Friday, October 26, 2018

Imaginary Hazard Day

About 20 years ago now, my old boss and I came up with the idea of Imaginary Hazard Day. It is always "celebrated" on October 26, for no apparent reason other than that was the day we came up with it. Every year, we urge everyone to take all unnecessary precautions.

As it happens, this year Imaginary Hazard day falls a few days after someone (singular or plural, as yet undetermined) sent a series of devices that may (or may not, and likely not) be bombs to some of our favorite portside politicians.

I don't know the whole thing is a legitimate terrorist activity, or a false flag, or something else. I do know this -- if these bombs were really a danger, we'd have never seen one of them.
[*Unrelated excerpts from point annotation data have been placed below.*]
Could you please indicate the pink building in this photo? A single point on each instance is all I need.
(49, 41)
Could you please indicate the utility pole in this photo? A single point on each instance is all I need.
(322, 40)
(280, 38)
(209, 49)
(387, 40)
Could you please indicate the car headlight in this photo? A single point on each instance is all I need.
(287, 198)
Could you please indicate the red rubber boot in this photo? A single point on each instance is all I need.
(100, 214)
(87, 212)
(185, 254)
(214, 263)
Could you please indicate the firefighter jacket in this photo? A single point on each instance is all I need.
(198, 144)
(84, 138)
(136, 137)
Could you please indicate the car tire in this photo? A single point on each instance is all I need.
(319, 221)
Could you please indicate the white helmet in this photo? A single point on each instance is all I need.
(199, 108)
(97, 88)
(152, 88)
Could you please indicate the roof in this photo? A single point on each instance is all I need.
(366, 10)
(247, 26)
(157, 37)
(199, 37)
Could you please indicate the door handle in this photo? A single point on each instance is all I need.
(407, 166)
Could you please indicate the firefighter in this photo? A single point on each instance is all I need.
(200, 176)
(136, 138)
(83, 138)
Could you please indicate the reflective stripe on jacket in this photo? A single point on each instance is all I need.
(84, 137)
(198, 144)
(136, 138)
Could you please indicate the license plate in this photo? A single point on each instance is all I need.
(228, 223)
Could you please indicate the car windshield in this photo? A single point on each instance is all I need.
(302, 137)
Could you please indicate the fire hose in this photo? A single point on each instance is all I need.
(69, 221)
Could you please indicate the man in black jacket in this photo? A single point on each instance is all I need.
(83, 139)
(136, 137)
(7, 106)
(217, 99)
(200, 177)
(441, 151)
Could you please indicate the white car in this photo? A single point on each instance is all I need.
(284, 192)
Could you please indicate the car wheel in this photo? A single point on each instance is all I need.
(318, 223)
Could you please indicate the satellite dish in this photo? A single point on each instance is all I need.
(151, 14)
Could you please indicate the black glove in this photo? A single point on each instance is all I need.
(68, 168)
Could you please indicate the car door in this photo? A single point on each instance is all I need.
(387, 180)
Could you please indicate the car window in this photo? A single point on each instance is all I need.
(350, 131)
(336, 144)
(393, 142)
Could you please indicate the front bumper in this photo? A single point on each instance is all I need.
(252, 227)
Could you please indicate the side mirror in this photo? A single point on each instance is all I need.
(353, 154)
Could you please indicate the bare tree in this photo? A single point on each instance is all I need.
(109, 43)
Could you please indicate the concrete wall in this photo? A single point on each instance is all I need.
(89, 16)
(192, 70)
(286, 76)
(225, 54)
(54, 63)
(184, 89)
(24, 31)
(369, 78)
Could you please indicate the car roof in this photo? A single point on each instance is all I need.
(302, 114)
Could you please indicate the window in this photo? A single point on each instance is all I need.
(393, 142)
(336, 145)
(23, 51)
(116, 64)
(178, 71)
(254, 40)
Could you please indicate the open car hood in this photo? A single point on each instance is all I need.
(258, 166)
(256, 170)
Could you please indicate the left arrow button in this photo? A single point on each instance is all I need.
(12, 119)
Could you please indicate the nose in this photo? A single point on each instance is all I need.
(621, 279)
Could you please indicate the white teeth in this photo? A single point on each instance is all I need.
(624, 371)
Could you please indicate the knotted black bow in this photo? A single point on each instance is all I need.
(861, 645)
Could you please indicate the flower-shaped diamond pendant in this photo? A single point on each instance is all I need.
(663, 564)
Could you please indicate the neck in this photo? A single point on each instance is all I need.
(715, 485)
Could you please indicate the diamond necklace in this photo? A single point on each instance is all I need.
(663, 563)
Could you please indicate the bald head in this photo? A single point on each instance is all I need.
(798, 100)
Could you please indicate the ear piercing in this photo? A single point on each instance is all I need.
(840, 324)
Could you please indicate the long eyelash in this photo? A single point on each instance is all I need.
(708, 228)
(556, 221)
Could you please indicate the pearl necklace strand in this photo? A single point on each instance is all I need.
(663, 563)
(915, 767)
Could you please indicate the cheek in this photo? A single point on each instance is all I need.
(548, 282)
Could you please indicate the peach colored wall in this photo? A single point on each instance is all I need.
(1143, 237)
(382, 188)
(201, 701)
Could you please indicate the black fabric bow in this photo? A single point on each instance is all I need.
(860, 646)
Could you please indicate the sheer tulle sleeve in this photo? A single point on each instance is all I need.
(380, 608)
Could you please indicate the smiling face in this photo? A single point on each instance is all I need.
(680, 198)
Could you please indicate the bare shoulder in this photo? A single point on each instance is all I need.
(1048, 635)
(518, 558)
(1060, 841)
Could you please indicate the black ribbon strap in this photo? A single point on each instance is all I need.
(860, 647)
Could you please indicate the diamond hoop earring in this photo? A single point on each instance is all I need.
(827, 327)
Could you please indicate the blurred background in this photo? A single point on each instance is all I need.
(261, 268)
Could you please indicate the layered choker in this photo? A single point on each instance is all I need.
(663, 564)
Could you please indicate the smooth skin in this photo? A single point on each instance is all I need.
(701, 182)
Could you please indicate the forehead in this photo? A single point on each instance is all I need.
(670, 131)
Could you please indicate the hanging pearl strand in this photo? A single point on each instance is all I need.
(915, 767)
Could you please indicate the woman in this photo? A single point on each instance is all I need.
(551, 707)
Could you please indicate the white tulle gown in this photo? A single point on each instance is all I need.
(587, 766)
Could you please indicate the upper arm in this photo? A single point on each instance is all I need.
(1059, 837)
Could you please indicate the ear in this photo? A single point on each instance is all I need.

The bomb squads would have detonated all of them to prevent danger, mayhem, whatever. We have seen pictures of the bombs, though, pulled right out of the envelopes in which they arrived:

Image result for mail bombs this week
Blowed up real good
So, if there was a real threat, we do we have this image? Frankly, the device looks more like a Pez dispenser than a bomb. If this were an actual explosive device, it would have been removed immediately from the place it was delivered and no one would have opened the package. So what's really happening? It's a question well worth asking on Imaginary Hazard Day.

2 comments:

3john2 said...

That bomb is black and scary-looking. Must be an "assault bomb".

Bike Bubba said...

As opposed to the peace, love, unicorns and butterflies bomb? Like Arlo Guthrie's song about the un-neutron bomb back in the 1980s? Assault weapons vs. other weapons reminds me of hate crimes vs. apparent love crimes out there.

The lack of curiosity about the obviously "nonstandard features" of these "bombs" on the part of the media is quite telling.